Let me preface this by saying that there is a lot more to The Entertainment than I have parsed out. This is only a portion of my small corner of personal reaction and why I can't stop thinking about the game. You should try playing the game before reading this.
The Entertainment is set in the world of Kentucky Route Zero, the magical realist adventure game from Cardboard Computer. It plays off of this in several ways. The Entertainment's play is set in Kentucky, and the set was designed by Lula Chamberlain, the oft-referenced artist (the other short Cardboard Computer has released in the KRZ universe featured an artist retrospective on Lula) who the player encounters in KRZ's second act. There is thematic spillover as well as debts, work, and family are tackled in both The Entertainment and KRZ. The Hard Times Distillery and Junebug, featured prominently in KRZ's Kickstarter, also make concrete appearances.
Cardboard Computer has said that they are taking a theatrical approach to games, whereas the majority of games have taken a more filmic approach. The scenes from KRZ are heavily inspired by dramatic sets. In The Entertainment they take this approach and literalize it – you are actually viewing a play. This comes as a shock, as initially the scene looks like it will follow the interaction model the player has become so accustomed to in KRZ.
Not only has Cardboard Computer taken inspiration from theater in their sets, but also their interaction models. Here's an excerpt from an interview with Jake Elliott on Rock Paper Shotgun.

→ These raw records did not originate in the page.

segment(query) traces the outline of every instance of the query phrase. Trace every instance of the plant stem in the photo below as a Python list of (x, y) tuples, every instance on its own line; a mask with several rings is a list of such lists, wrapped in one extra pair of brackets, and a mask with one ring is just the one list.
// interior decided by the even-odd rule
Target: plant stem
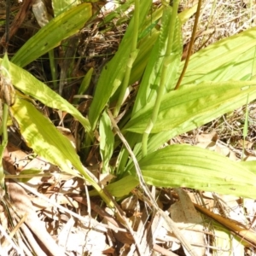
[(167, 75), (168, 67), (170, 65), (170, 56), (172, 54), (172, 45), (173, 45), (175, 24), (176, 24), (176, 19), (177, 19), (177, 14), (178, 3), (179, 3), (179, 0), (173, 1), (172, 14), (172, 18), (170, 20), (170, 25), (169, 25), (168, 44), (167, 44), (167, 48), (166, 48), (166, 51), (165, 54), (165, 57), (163, 60), (160, 86), (158, 89), (155, 104), (154, 104), (154, 108), (153, 109), (153, 112), (152, 112), (151, 119), (146, 127), (146, 130), (145, 130), (145, 131), (143, 133), (143, 143), (142, 143), (143, 157), (147, 155), (148, 136), (154, 127), (154, 123), (156, 122), (157, 115), (158, 115), (160, 106), (161, 100), (162, 100), (162, 96), (163, 96), (163, 94), (165, 91), (165, 85), (166, 83), (166, 75)]
[(124, 81), (123, 81), (122, 85), (121, 85), (121, 91), (120, 91), (118, 102), (116, 103), (115, 108), (113, 110), (113, 116), (114, 117), (117, 117), (117, 115), (119, 114), (121, 105), (123, 103), (125, 94), (126, 89), (128, 87), (129, 80), (130, 80), (131, 67), (132, 67), (134, 61), (136, 60), (137, 53), (138, 53), (138, 49), (137, 49), (137, 42), (139, 18), (140, 18), (140, 16), (139, 16), (139, 14), (140, 14), (139, 13), (140, 12), (140, 1), (139, 0), (135, 0), (134, 5), (135, 5), (134, 20), (133, 20), (133, 22), (134, 22), (134, 35), (133, 35), (132, 42), (131, 42), (130, 58), (128, 59)]
[(191, 39), (190, 39), (190, 43), (189, 43), (189, 49), (188, 49), (187, 58), (186, 58), (185, 64), (184, 64), (183, 69), (182, 71), (182, 73), (179, 76), (178, 81), (177, 82), (177, 84), (176, 84), (174, 90), (178, 89), (178, 87), (181, 84), (181, 81), (185, 74), (186, 70), (187, 70), (188, 65), (189, 65), (189, 57), (190, 57), (191, 51), (192, 51), (192, 47), (194, 45), (194, 41), (195, 41), (195, 32), (196, 32), (197, 24), (198, 24), (199, 16), (200, 16), (201, 5), (201, 0), (199, 0), (198, 3), (197, 3), (197, 9), (196, 9), (196, 14), (195, 14)]
[(55, 67), (54, 49), (50, 49), (48, 52), (48, 54), (49, 54), (49, 67), (50, 67), (52, 83), (54, 84), (54, 89), (57, 90), (58, 84), (57, 84), (56, 67)]

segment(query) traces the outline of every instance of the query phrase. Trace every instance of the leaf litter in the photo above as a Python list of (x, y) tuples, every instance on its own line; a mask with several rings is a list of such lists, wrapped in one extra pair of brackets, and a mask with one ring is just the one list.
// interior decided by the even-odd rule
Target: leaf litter
[[(190, 7), (195, 2), (183, 1), (181, 8)], [(213, 17), (213, 15), (209, 15), (212, 1), (205, 1), (204, 4), (202, 20)], [(254, 16), (247, 19), (247, 22), (242, 20), (243, 16), (248, 15), (251, 11), (246, 8), (247, 5), (248, 1), (219, 2), (219, 9), (215, 10), (218, 16), (210, 19), (212, 22), (207, 29), (202, 32), (201, 28), (198, 33), (195, 50), (219, 38), (246, 29), (252, 26), (249, 22), (255, 23), (255, 19), (253, 20)], [(192, 23), (191, 19), (183, 26), (185, 42), (190, 37), (189, 32), (191, 29), (189, 27)], [(91, 67), (95, 67), (98, 70), (94, 78), (96, 80), (96, 73), (100, 73), (102, 63), (116, 50), (119, 42), (117, 38), (122, 36), (125, 26), (119, 29), (119, 35), (110, 31), (108, 38), (104, 38), (96, 31), (85, 31), (90, 39), (84, 41), (86, 44), (80, 50), (87, 51), (89, 57), (86, 63), (83, 64), (83, 73)], [(209, 38), (206, 39), (207, 35)], [(105, 59), (99, 61), (97, 55), (100, 54), (105, 55)], [(44, 71), (38, 67), (36, 69), (38, 76), (45, 77)], [(73, 83), (78, 81), (75, 79)], [(244, 108), (241, 108), (207, 125), (177, 137), (168, 143), (197, 145), (218, 152), (233, 160), (241, 159), (246, 146), (244, 160), (255, 160), (253, 105), (250, 105), (250, 110), (249, 131), (246, 140), (242, 137)], [(50, 114), (54, 116), (54, 113)], [(73, 137), (70, 140), (75, 141)], [(8, 183), (9, 198), (3, 199), (4, 201), (0, 211), (1, 227), (4, 230), (16, 230), (15, 234), (1, 235), (1, 243), (6, 246), (9, 255), (15, 255), (15, 248), (17, 248), (15, 244), (12, 245), (8, 241), (9, 236), (15, 237), (15, 242), (27, 255), (32, 248), (37, 255), (64, 255), (64, 252), (65, 255), (137, 255), (133, 237), (124, 229), (120, 221), (115, 219), (112, 210), (102, 205), (101, 200), (97, 198), (91, 198), (88, 205), (84, 199), (85, 189), (82, 179), (60, 172), (56, 166), (45, 162), (40, 156), (28, 154), (28, 148), (21, 150), (20, 141), (14, 141), (17, 145), (9, 143), (3, 158), (10, 175), (21, 176), (25, 170), (33, 169), (39, 170), (40, 173), (26, 173), (22, 181), (25, 181), (24, 178), (29, 180), (24, 183)], [(95, 164), (98, 156), (94, 155), (94, 160), (95, 162), (92, 162), (92, 159), (89, 162), (101, 179), (102, 174), (98, 172), (100, 166)], [(106, 183), (113, 178), (107, 175)], [(172, 218), (178, 224), (197, 255), (230, 255), (231, 252), (234, 255), (254, 255), (254, 200), (186, 189), (152, 189), (158, 199), (159, 207), (171, 212)], [(138, 234), (144, 255), (189, 255), (172, 231), (165, 225), (158, 212), (151, 212), (151, 209), (143, 201), (141, 191), (135, 189), (132, 194), (121, 200), (119, 205), (133, 230)], [(201, 215), (199, 212), (201, 208), (199, 205), (207, 207), (211, 214), (205, 211)], [(6, 211), (7, 206), (9, 212)], [(12, 219), (13, 223), (9, 223), (8, 219)], [(19, 225), (23, 233), (15, 230)], [(3, 252), (1, 255), (4, 253)]]

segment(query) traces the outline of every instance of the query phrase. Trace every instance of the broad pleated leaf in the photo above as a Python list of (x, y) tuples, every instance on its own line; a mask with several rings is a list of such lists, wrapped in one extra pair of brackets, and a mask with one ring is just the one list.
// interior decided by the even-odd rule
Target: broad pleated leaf
[[(157, 96), (158, 88), (160, 81), (162, 65), (166, 55), (168, 38), (170, 34), (170, 19), (172, 17), (172, 8), (166, 8), (163, 12), (161, 20), (161, 30), (158, 39), (151, 51), (148, 63), (145, 69), (143, 80), (139, 86), (139, 90), (136, 97), (133, 108), (133, 113), (144, 107), (148, 102), (154, 102)], [(181, 24), (177, 18), (174, 39), (170, 55), (170, 68), (168, 70), (167, 81), (172, 81), (173, 84), (168, 83), (166, 86), (165, 93), (170, 91), (175, 83), (175, 78), (178, 71), (178, 66), (181, 60), (183, 50)]]
[(78, 175), (73, 169), (76, 168), (88, 181), (94, 183), (84, 172), (70, 141), (32, 103), (17, 96), (10, 111), (19, 125), (22, 137), (36, 154), (71, 174)]
[[(256, 27), (253, 27), (198, 51), (189, 60), (182, 85), (251, 79), (255, 76), (255, 37)], [(180, 71), (183, 66), (183, 63)]]
[[(147, 0), (143, 0), (140, 3), (140, 27), (148, 15), (150, 5), (151, 3)], [(134, 27), (133, 22), (134, 19), (131, 19), (118, 51), (115, 53), (113, 59), (105, 65), (102, 71), (89, 112), (89, 120), (92, 129), (95, 129), (100, 113), (105, 108), (110, 96), (122, 83), (127, 61), (131, 53)]]
[[(177, 135), (199, 127), (215, 118), (256, 98), (255, 81), (202, 83), (184, 86), (163, 97), (152, 133), (177, 129)], [(151, 116), (154, 102), (138, 111), (125, 130), (143, 133)]]
[(78, 32), (90, 16), (90, 3), (82, 3), (61, 14), (26, 41), (11, 61), (20, 67), (26, 66)]
[[(172, 145), (139, 161), (148, 184), (256, 198), (256, 175), (240, 163), (189, 145)], [(134, 169), (131, 172), (135, 175)]]
[[(0, 59), (0, 65), (1, 63), (2, 59)], [(9, 73), (15, 87), (46, 106), (69, 113), (84, 125), (87, 131), (91, 132), (88, 119), (77, 108), (28, 72), (10, 62)]]

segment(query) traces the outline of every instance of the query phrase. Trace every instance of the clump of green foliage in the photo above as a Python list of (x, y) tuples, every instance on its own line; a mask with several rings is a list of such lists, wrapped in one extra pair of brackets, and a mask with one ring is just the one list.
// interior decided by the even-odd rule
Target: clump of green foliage
[[(147, 184), (160, 187), (256, 196), (253, 161), (233, 162), (189, 145), (162, 148), (175, 136), (256, 98), (256, 28), (193, 55), (180, 86), (175, 90), (184, 66), (181, 61), (181, 26), (188, 15), (194, 15), (195, 9), (190, 13), (187, 10), (186, 15), (177, 14), (178, 1), (173, 2), (172, 7), (163, 4), (151, 9), (150, 1), (135, 1), (133, 15), (119, 49), (100, 74), (88, 118), (23, 67), (77, 33), (92, 15), (90, 3), (71, 6), (68, 10), (54, 9), (57, 14), (55, 18), (31, 38), (10, 61), (0, 59), (0, 65), (8, 71), (8, 75), (3, 72), (2, 75), (9, 76), (11, 84), (19, 90), (15, 102), (9, 108), (26, 143), (61, 170), (83, 177), (110, 206), (113, 204), (105, 189), (112, 195), (122, 197), (143, 180)], [(125, 11), (131, 3), (127, 1), (119, 10)], [(113, 19), (111, 15), (105, 17), (106, 22)], [(90, 75), (85, 76), (85, 79), (90, 79)], [(134, 102), (121, 115), (117, 127), (113, 117), (119, 117), (125, 92), (137, 81)], [(28, 101), (28, 96), (79, 121), (86, 132), (86, 148), (96, 140), (93, 131), (99, 131), (103, 170), (113, 172), (116, 180), (103, 189), (83, 166), (69, 141)], [(113, 135), (113, 127), (119, 137)], [(109, 162), (116, 148), (116, 166), (112, 166)]]

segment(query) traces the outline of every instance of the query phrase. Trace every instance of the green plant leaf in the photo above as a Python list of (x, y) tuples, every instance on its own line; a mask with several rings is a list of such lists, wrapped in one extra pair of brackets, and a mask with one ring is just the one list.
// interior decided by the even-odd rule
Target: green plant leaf
[(80, 160), (70, 141), (32, 103), (17, 97), (10, 111), (22, 137), (36, 154), (73, 175), (78, 175), (73, 166), (81, 172)]
[[(166, 94), (152, 133), (172, 130), (175, 135), (202, 125), (256, 98), (255, 81), (202, 83)], [(138, 111), (125, 130), (143, 133), (154, 103)], [(174, 131), (176, 129), (176, 131)]]
[(148, 154), (139, 166), (148, 184), (256, 198), (256, 175), (207, 149), (172, 145)]
[[(160, 73), (162, 71), (163, 61), (170, 33), (169, 23), (171, 16), (172, 8), (166, 8), (162, 16), (160, 33), (151, 51), (148, 63), (139, 86), (139, 90), (132, 110), (133, 113), (137, 113), (148, 103), (154, 102), (156, 100), (161, 76)], [(168, 83), (164, 93), (170, 91), (175, 86), (175, 78), (178, 71), (182, 52), (181, 25), (179, 20), (177, 19), (172, 55), (170, 55), (170, 68), (168, 69), (168, 75), (166, 77), (166, 80), (172, 81), (173, 84)]]
[(52, 19), (31, 38), (11, 59), (13, 63), (25, 67), (75, 34), (91, 16), (91, 5), (82, 3)]
[[(141, 2), (139, 27), (142, 27), (151, 5), (151, 3), (148, 0), (143, 0)], [(106, 107), (110, 96), (122, 83), (131, 52), (133, 22), (134, 19), (131, 19), (118, 51), (113, 59), (103, 67), (96, 84), (95, 96), (89, 111), (89, 120), (93, 130), (96, 128), (100, 114)]]
[(103, 162), (102, 169), (103, 172), (109, 173), (109, 160), (113, 150), (114, 137), (112, 131), (111, 120), (106, 111), (102, 113), (100, 119), (99, 132), (100, 152)]
[[(191, 56), (181, 85), (202, 81), (248, 80), (254, 77), (255, 37), (253, 27), (198, 51)], [(180, 71), (183, 66), (183, 62)]]
[[(1, 63), (2, 59), (0, 59), (0, 65)], [(15, 88), (19, 89), (26, 95), (31, 96), (40, 101), (46, 106), (69, 113), (83, 125), (85, 130), (92, 137), (88, 119), (60, 95), (53, 91), (44, 83), (38, 80), (26, 70), (11, 62), (9, 63), (9, 73), (11, 75), (12, 83)]]
[(58, 16), (63, 11), (77, 6), (81, 3), (80, 0), (53, 0), (52, 8), (54, 9), (55, 16)]

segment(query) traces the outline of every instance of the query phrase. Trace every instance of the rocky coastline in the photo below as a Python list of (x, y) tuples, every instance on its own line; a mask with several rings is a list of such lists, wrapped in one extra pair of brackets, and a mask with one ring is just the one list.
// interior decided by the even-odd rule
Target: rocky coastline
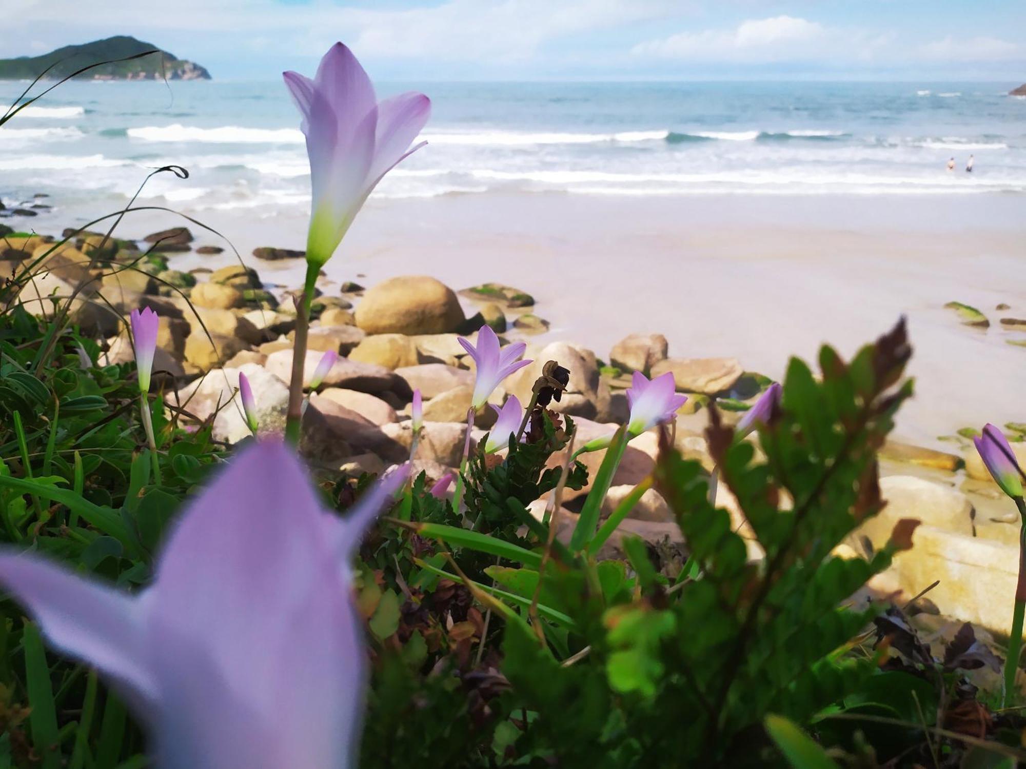
[[(68, 242), (54, 236), (7, 233), (0, 239), (0, 269), (5, 275), (45, 256), (38, 275), (18, 295), (31, 312), (49, 312), (50, 297), (75, 294), (70, 312), (82, 330), (102, 343), (110, 364), (132, 360), (124, 317), (139, 307), (160, 316), (154, 365), (162, 379), (168, 416), (185, 424), (210, 423), (216, 440), (235, 444), (249, 437), (237, 400), (239, 373), (253, 390), (262, 432), (281, 432), (288, 400), (294, 296), (265, 283), (259, 271), (242, 264), (211, 270), (173, 269), (176, 254), (215, 254), (219, 246), (199, 243), (186, 228), (153, 233), (140, 240), (108, 239), (98, 233), (66, 230)], [(52, 251), (52, 253), (51, 253)], [(253, 262), (300, 259), (302, 251), (258, 248)], [(569, 369), (567, 391), (553, 410), (574, 417), (580, 440), (607, 434), (628, 414), (625, 390), (630, 373), (672, 371), (678, 390), (688, 396), (678, 412), (673, 440), (685, 455), (712, 469), (704, 430), (715, 404), (722, 417), (736, 420), (770, 383), (729, 358), (687, 358), (670, 350), (660, 333), (631, 333), (607, 353), (596, 354), (573, 341), (544, 335), (548, 324), (529, 286), (484, 283), (449, 287), (430, 276), (398, 276), (364, 287), (323, 277), (313, 301), (306, 370), (321, 355), (341, 355), (304, 415), (303, 453), (314, 467), (353, 476), (381, 473), (408, 457), (412, 391), (424, 397), (425, 428), (416, 467), (434, 481), (460, 463), (465, 417), (473, 392), (473, 361), (458, 343), (473, 339), (488, 325), (504, 341), (524, 340), (535, 363), (511, 376), (491, 398), (496, 406), (508, 394), (521, 402), (542, 365), (555, 360)], [(490, 407), (476, 416), (474, 440), (492, 423)], [(1026, 424), (1007, 426), (1022, 438)], [(951, 451), (889, 442), (879, 452), (881, 492), (887, 507), (844, 548), (868, 554), (882, 547), (901, 518), (922, 521), (916, 547), (871, 586), (909, 597), (940, 583), (931, 600), (944, 615), (958, 616), (995, 631), (1007, 631), (1008, 595), (1018, 571), (1018, 518), (1008, 516), (1001, 494), (972, 447), (972, 431), (951, 436)], [(1026, 443), (1013, 446), (1026, 462)], [(658, 452), (655, 432), (634, 440), (614, 479), (603, 515), (652, 471)], [(593, 475), (603, 452), (582, 459)], [(561, 457), (553, 457), (558, 462)], [(582, 492), (563, 498), (571, 526)], [(738, 529), (747, 530), (743, 512), (725, 489), (717, 502)], [(540, 513), (540, 512), (539, 512)], [(654, 548), (680, 544), (669, 510), (655, 490), (647, 491), (624, 532), (642, 535)], [(620, 539), (610, 538), (607, 555)], [(750, 556), (759, 545), (749, 534)], [(972, 570), (972, 576), (964, 573)]]

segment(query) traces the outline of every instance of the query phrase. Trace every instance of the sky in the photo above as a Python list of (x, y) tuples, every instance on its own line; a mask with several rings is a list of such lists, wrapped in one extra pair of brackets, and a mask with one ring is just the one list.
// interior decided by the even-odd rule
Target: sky
[(133, 35), (216, 79), (1026, 81), (1024, 0), (0, 0), (4, 56)]

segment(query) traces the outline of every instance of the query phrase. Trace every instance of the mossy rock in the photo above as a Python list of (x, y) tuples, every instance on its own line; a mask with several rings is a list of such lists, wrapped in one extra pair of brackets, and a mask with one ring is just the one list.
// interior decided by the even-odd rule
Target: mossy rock
[(242, 289), (242, 298), (247, 305), (262, 310), (276, 310), (278, 308), (278, 299), (275, 295), (263, 288), (244, 288)]
[(958, 319), (963, 325), (974, 326), (976, 328), (989, 328), (990, 321), (987, 320), (987, 316), (977, 310), (975, 307), (970, 305), (963, 305), (960, 301), (949, 301), (944, 306), (947, 310), (954, 310), (958, 315)]
[(518, 288), (504, 286), (502, 283), (482, 283), (460, 291), (460, 294), (471, 299), (498, 301), (507, 308), (532, 307), (535, 297)]

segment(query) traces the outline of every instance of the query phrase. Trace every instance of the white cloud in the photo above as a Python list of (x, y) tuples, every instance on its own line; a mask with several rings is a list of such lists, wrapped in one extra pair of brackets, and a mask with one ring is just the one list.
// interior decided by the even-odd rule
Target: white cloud
[(752, 18), (733, 29), (680, 32), (638, 43), (637, 57), (704, 63), (864, 60), (887, 43), (890, 34), (827, 27), (796, 16)]
[(1026, 58), (1026, 49), (995, 37), (956, 38), (919, 46), (920, 57), (934, 62), (1010, 62)]

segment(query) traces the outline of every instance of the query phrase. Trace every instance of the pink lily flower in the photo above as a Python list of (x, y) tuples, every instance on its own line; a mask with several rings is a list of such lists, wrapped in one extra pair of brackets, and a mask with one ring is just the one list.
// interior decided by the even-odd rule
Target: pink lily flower
[(517, 360), (523, 355), (527, 346), (518, 341), (505, 350), (499, 349), (499, 337), (488, 326), (481, 326), (477, 332), (477, 347), (471, 345), (462, 336), (459, 339), (477, 366), (477, 379), (474, 382), (473, 407), (479, 409), (485, 404), (500, 382), (514, 371), (518, 371), (534, 361)]
[(135, 346), (135, 369), (139, 372), (139, 389), (150, 392), (150, 375), (153, 373), (153, 356), (157, 352), (157, 331), (160, 318), (150, 308), (142, 312), (132, 310), (129, 316), (131, 335)]
[(773, 410), (780, 406), (783, 397), (784, 389), (780, 386), (779, 381), (775, 381), (738, 420), (738, 426), (734, 429), (734, 435), (739, 439), (744, 438), (755, 430), (757, 426), (765, 424)]
[(523, 406), (515, 395), (507, 398), (502, 408), (490, 403), (488, 405), (498, 414), (496, 423), (488, 431), (488, 439), (484, 442), (484, 452), (490, 454), (492, 451), (509, 447), (510, 436), (517, 434), (520, 422), (523, 421)]
[(239, 398), (242, 399), (242, 411), (246, 415), (249, 432), (256, 435), (256, 428), (260, 427), (260, 421), (256, 419), (256, 401), (253, 399), (249, 379), (241, 371), (239, 371)]
[[(677, 395), (676, 382), (670, 371), (650, 381), (640, 371), (635, 371), (631, 376), (631, 387), (627, 389), (627, 402), (631, 406), (631, 414), (627, 420), (627, 440), (637, 438), (657, 424), (672, 420), (677, 409), (686, 401), (686, 395)], [(607, 448), (613, 443), (614, 435), (610, 433), (588, 441), (576, 453), (584, 454)]]
[(254, 444), (180, 518), (142, 593), (9, 550), (0, 582), (125, 695), (160, 769), (351, 767), (366, 652), (347, 561), (405, 475), (339, 518), (283, 444)]
[(413, 147), (431, 99), (413, 91), (381, 102), (353, 52), (336, 43), (313, 80), (283, 75), (303, 115), (313, 201), (307, 261), (313, 274), (334, 253), (371, 191)]
[(324, 377), (327, 376), (328, 371), (331, 370), (331, 366), (339, 362), (339, 354), (333, 350), (328, 350), (321, 356), (320, 361), (317, 362), (317, 368), (314, 369), (313, 376), (310, 379), (310, 390), (317, 390), (324, 381)]
[(420, 433), (424, 428), (424, 399), (421, 397), (421, 390), (413, 391), (413, 402), (409, 406), (410, 421), (409, 427), (413, 433)]
[(1015, 452), (1004, 434), (993, 424), (983, 429), (983, 435), (973, 439), (980, 458), (990, 471), (1001, 491), (1013, 499), (1023, 496), (1023, 477)]
[(627, 432), (632, 437), (674, 418), (677, 409), (687, 400), (686, 395), (677, 395), (676, 387), (669, 371), (650, 381), (640, 371), (634, 372), (631, 387), (627, 389), (627, 402), (631, 406)]

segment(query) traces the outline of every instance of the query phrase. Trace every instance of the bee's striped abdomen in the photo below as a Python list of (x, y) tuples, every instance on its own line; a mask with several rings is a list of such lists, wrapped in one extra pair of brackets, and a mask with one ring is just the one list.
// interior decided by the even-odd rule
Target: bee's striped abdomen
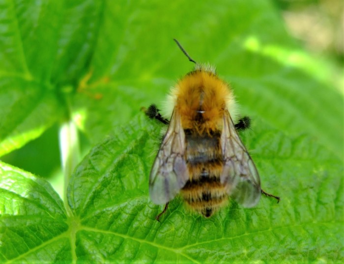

RPS: Now that you mention it, that does make a lot of sense. I felt a lot like I was putting on a performance whenever I was playing it. Almost like the bits where I could pick dialogue were improv. I could add a little bit to Conway based on what I wanted to bring to him, but my choices didn’t change the overall plot progression.
Jake Elliott: Yeah, totally. We’re thinking of it like the way that an actor chooses… They don’t necessarily choose the dialogue or the plot, but they choose how to inflect it and how to think about, depending on their method of acting, the inner life of the character. There’s a lot of construction that happens, creative construction that happens at the level of the actor in a play. We’re trying to put the player in that role.
In Kentucky Route Zero this is done entirely through dialogue. In The Entertainment the mode of character inflection is purely kinetic. The player is a silent and immobile actor in a play.
The game's page describes 'The Entertainment' as a "simultaneous performance" of 'A Reckoning' and 'A Bar-fly'. This description falls right in line with Jake's vision for the player's role as an actor-like agent. Kentucky Route Zero itself could be viewed as a play within a play – the play of the world of Kentucky Route Zero, and the play of the player's interactions with that world. The two happen in parallel, occasionally interacting and acknowledging each other.
'The Entertainment' is like Kentucky Route Zero has been passed through a filter where the variables through which we understand the world have been skewed, shifted, and in a certain instances boiled down. The world is being presented as a sort of metafiction being carried across multiple mediums – a play ('The Reckoning') within a play ('A Bar-fly') within a fictional world (the world of Kentucky Route Zero) within a game (The Entertainment). This wrapping becomes even more complex as the player is presented with both fictional reviews of the play, and directors notes, throughout the game.
There's a ton more I'm still chewing on with this game. The fact that acting has been completely removed from the situation – the characters all have blank faces and the player must add all inflection and expression to the lines of the play. How intentional the tempo of the dialogue was, making the player fight against their connection of slow dialogue to filler in games that is usually placed in a game purely as worldbuilding, and not treated with any sense of import (the bar dialogue feels like it could happen at a cantina in Mass Effect and the player would just walk past it in a heartbeat). The choice to have a jukebox list out the sound effects for the current act. What the characters' relationship to entertainment is (and the fact that the game and play share a name with the deadly Entertainment in Infinite Jest). There's just tons to digest about this game, and that's part of what makes it so great. Hopefully this will help set you on a path to finding your own corner of things you find interesting about The Entertainment.